MidOcean Partners
- Type: Private
- Industry: Private Equity
- Founded: February 2003; 23 years ago
- Founder: Ted Virtue
- Headquarters: Midtown Manhattan, New York City
- Area served: Global
- Products: Private equity funds, Leveraged buyouts
- Total assets: Over $12 billion
- Website: www.midoceanpartners.com

= MidOcean Partners =

American private equity firm

MidOcean Partners, based in Midtown Manhattan, New York City, is an alternative asset management firm that specializes in mid-sized private equity and alternative leveraged investments.

==History==
MidOcean Partners was formed in February 2003 when the managers of DB Capital Partners acquired Deutsche Bank's late stage private equity investments in the United States and Europe for €1.5 billion in one of the largest private equity secondary market transactions completed to date. Among the investors in the transaction were NIB Capital Private Equity (now AlpInvest Partners), HarbourVest Partners, Paul Capital Partners, Coller Capital, Ontario Teachers' Pension Plan and CPP Investment Board, Northwestern Mutual, The Yucaipa Companies and Presidential Life. By 2004, the portfolio was worth $3 billion, of which $1.6 billion was liquidated.

MidOcean also took over management of the liquidation of a €1 billion portfolio from a fund sponsored by Deutsche Bank.

In 2002, MidOcean acquired Jenny Craig, Inc.; it was sold in 2006 for $600 million, or 5 times the purchase price.

In 2003, MidOcean sold Jostens, a supplier of class rings and school yearbooks, to CSFB for nearly $500 million.

In January 2007, MidOcean acquired Sbarro for $450 million.

In 2013, MidOcean acquired Water Pik; it was sold in 2017.

In May 2016, MidOcean acquired Travelpro International and Holiday Group, a supplier of luggage, assorted bags, and travel accessories sold predominantly in the United States and Canada.

In September 2018, MidOcean Partners acquired Questex for an estimated $180 million.

In December 2018, MidOcean acquired HW Holdco and Meyers Research, part of Zonda Home.

In May 2021, MidOcean sold its majority stake in The Planet Group, acquired in 2018, to ProPharma Group, making 8.5 times its investment.

In November 2021, Hunter Point Capital acquired a minority stake in MidOcean.

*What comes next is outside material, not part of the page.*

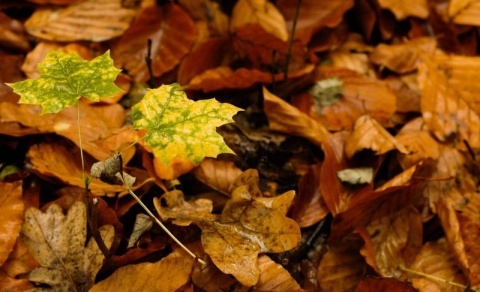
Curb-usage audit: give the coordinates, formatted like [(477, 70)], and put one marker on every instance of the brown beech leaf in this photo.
[(11, 217), (57, 242), (313, 15), (464, 12), (217, 174), (285, 118), (169, 274), (449, 103), (309, 206), (435, 259), (419, 143), (92, 20), (459, 232), (404, 9), (359, 95), (389, 237), (162, 25), (369, 134), (402, 58), (273, 277), (172, 205), (260, 12), (369, 284), (210, 278), (342, 261), (248, 226)]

In June 2022, MidOcean Partners acquired Pragmatic Institute, a product management training company.

In November 2024, MidOcean acquired Arnott Industries, a designer, developer, manufacturer and distributor of air suspension systems and suspension components for the automotive aftermarket.

In April 2025, MidOcean acquired a majority stake in GSTV, a national video platform at fuel retailers.